Not just for chimeric alignments, but I've for a long time wished for a feature to filter alignments displayed by IGV by mapping quality (MAPQ), alignment score (AS:i or AS:f for Long Ranger), and number of mismatches (NM:i). For example, AS ≥ 100 & NM < 5. Filtering by percent identity or percent query coverage could be useful too, but trickier since these don't usually have SAM tags.

jrobinso commented 5 years ago

@sjackman @amwenger @SHuang-Broad This is a long thread with many good suggestions. However its 2 years old. I'm trying to clear up open IGV issues. If any of the specific suggestions here are still relevant, I suspect they are, could you indicate it, or better open an issue for that suggestion and reference this issue.

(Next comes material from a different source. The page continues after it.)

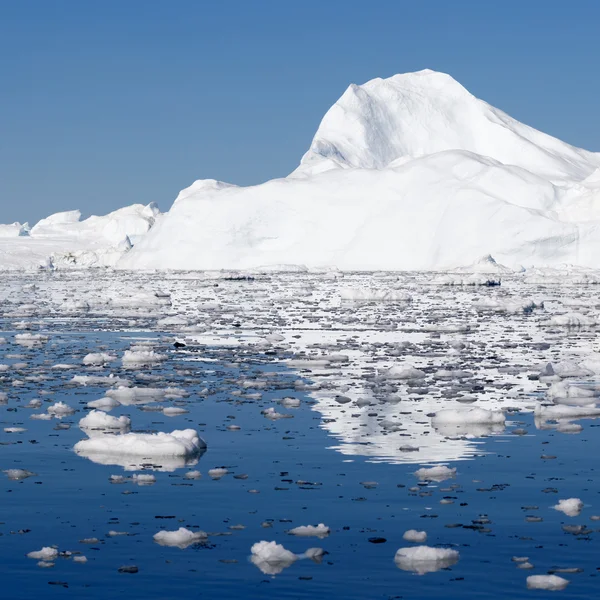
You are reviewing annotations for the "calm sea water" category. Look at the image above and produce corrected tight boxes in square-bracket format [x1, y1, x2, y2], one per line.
[0, 331, 600, 600]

oneillkza commented 4 years ago

@jprobinso, just noting that Shaun's suggestion of a "split screen by supplementary alignment" is also one I've been asking for, and would definitely be very useful! https://github.com/igvteam/igv/issues/298#issuecomment-305267693

jrobinso commented 4 years ago

@oneillkza I just opened an explicit issue for this. All the issues tagged "3rd gen" are up next for IGV development. As you may or may not know I also do the igv.js and juicebox.js development, so I rotate, IGV is up again next week and hope to release these by the end of the month.

oneillkza commented 4 years ago

Thanks @jprobinso, that's great news!

PS: I do still have it on my to-do list to get you a small example Nanopore bam file. I'm also a little snowed under right now!

jrobinso commented 4 years ago

@oneillkza no problem, were you the one that reported the "3rd gen preferences don't do anything"? there were 2 issues there, 1 is fixed (in snapshot build), and there is now an explicit menu to just set it.

oneillkza commented 4 years ago

Yep, that was me! Thanks -- I'll check out the snapshot. I also linked you a Nanopore bam for testing.